The empirical evidence for this ill omen abounds. The latest research by Kenneth Rogoff and Carmen Reinhart (2009) suggests that, among others, a banking crisis would raise unemployment by 7 percent annually for up to five years. Output would decline by 9.3 percent a year for almost two years.

Indonesia’s own experience shows that in the 1997/1998 crisis, the economy shrank by 13 percent and stayed negative for two years.

Fourth, what do all these numbers have to do with the cost-benefit calculation of the Century bailout? Here’s the idea: First, you need to estimate the probability for an economy-wide crisis, plus the loss from banking practice moral hazard caused by the bailout. Then, you compare it with the Rp 6.76 trillion of LPS money placed in Century, and ask yourself if it still comes out positive.

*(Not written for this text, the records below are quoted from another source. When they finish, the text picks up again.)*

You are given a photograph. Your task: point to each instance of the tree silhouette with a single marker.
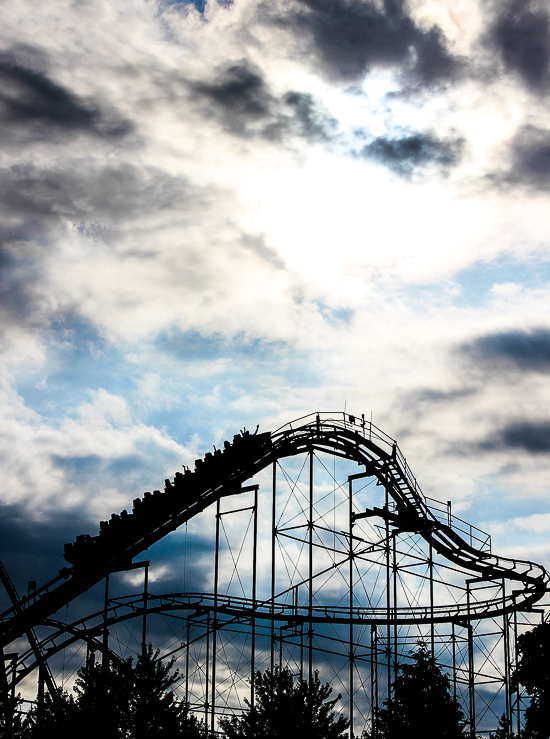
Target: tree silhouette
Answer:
(285, 709)
(533, 672)
(118, 701)
(421, 704)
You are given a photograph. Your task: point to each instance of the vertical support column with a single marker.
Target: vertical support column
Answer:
(215, 620)
(273, 532)
(453, 637)
(310, 578)
(506, 645)
(7, 693)
(388, 595)
(187, 662)
(351, 645)
(518, 697)
(40, 698)
(145, 599)
(394, 573)
(374, 678)
(207, 674)
(432, 626)
(471, 674)
(254, 574)
(105, 656)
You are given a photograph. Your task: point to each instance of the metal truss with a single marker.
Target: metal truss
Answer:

Surely you may disagree on the probability of crisis and come out with your own figure. However, you cannot say that Mulyani and Boediono’s argument is based on flawed economics.

On top of that, consider these facts: First, we did not experience an economic crisis in 2009. Second, Mulyani and Boediono argued that averting the crisis was the very purpose of the bailout. You may not believe that they succeeded in doing so, but, alas, this is the least speculative proposition we have.

So what did the House miss in its findings? It’s the economy, stupid.

The brouhaha, after all, just shows that our lawmakers badly need to improve their economic literacy,



The writer is a PhD candidate in economics at George Mason University, Fairfax, Virginia.